そう看板をかかげて営業をする「佳代のキッチン」

ワンボックスカーを改造した移動型キッチンで、店主の佳代がお客さん持ってきた食材だけを使い注文された料理を作るという店だ。

 

そんな佳代のもとにちょっと変わったお客さんが訪れた。

キャベツ一玉丸ごと持った男の子が一人

「ママがこれでおいしいもの作ってもらってきなさいって」

他に食材はなく本当にキャベツだけの様だった。

佳代はコレをよくある料理の腕をみる挑戦状と考え引き受ける。

 

そしてキャベツのみで一品作りあげ、夕方料理を取りに来た男の子にそれを渡した。

そして次の日、またその男の子がやってきた。

今度は卵1パックを持って。

 

卵も調理して男の子に渡した佳代はその子の事が気になりこっそり尾行する。

2日も続けて挑戦状を送ってきて、それを自分ではなく子供に持ってこさせる親に腹を立てたからだ。

家に入っていく男の子を確認してチャイムを押す。

顔を出した男の子に聞く

「ごめんね、ちょっとママとお話ししたいんだ」

男の子はポツリと言った。

「まま、いなくなっちゃったんだ」

 

佳代が中学生の時に両親が忽然と姿を消した.。

元々両親は留守がちで帰ってくるのも遅いことが多かったことから、佳代は弟と自分の食事を作るために包丁を持っていた。

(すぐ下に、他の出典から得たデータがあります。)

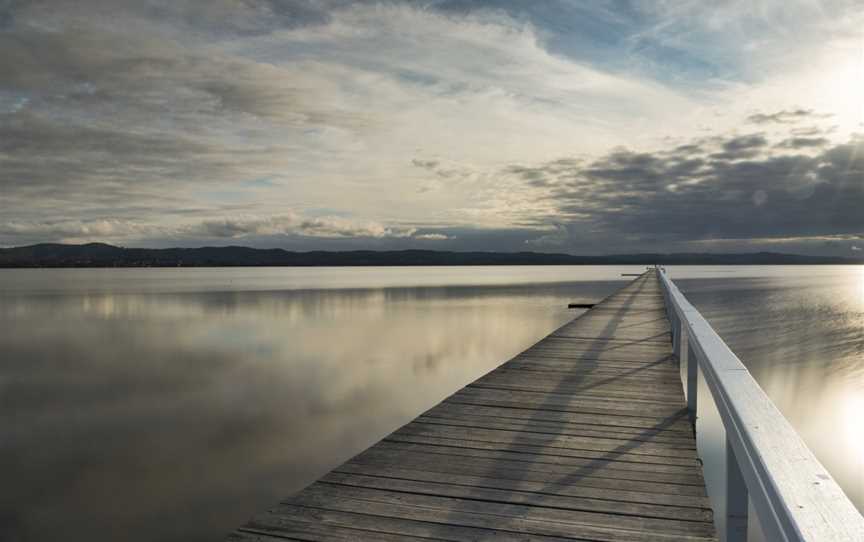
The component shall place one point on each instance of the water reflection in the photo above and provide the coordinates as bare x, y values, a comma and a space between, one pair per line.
800, 332
130, 413
169, 404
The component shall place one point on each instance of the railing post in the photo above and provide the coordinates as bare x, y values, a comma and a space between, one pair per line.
737, 499
692, 376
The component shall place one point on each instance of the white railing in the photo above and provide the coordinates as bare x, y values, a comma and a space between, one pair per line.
767, 463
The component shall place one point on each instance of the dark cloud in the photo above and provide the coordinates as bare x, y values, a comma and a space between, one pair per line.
630, 198
804, 142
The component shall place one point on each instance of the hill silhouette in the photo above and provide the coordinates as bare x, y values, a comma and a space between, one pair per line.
105, 255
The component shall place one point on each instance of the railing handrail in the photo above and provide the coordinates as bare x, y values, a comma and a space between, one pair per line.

そういった意味では両親が姿を消してもほぼ二人暮らしである事はあまり変わらなかった。

しかし生活は苦しく、佳代は高校進学をあきらめて弟を進学させる為に働くことになってしまった。

そして今、立派に弟が一人立ちしたので両親を探すためにこの「佳代のキッチン」を作ったのだった。

 

そんな自分自身と男の子の境遇が重なって見えたのか、佳代は男の子のために一肌脱ぐ事に。

 

 

 

これはよくある人情ものの料理ものです(自分の勝手な思い込みです)

まあそういう本を狙って買ったので当たりであったことには違いありませんので満足しています。

誰かのために自分のできることで協力していく。

それは自己満足ではなく、情けは人の為ならず、です。

自分が誰かに親切にしたことは、いつか巡り巡って自分に返ってくる。

そんな風に生きられればどんなに素晴らしいことでしょう。

いつも忙しくしているとそんな事も考える暇はないので、もっとゆっくり生きていたいものです。

 

それと、こうゆう本読むと必ず料理したくなるよね。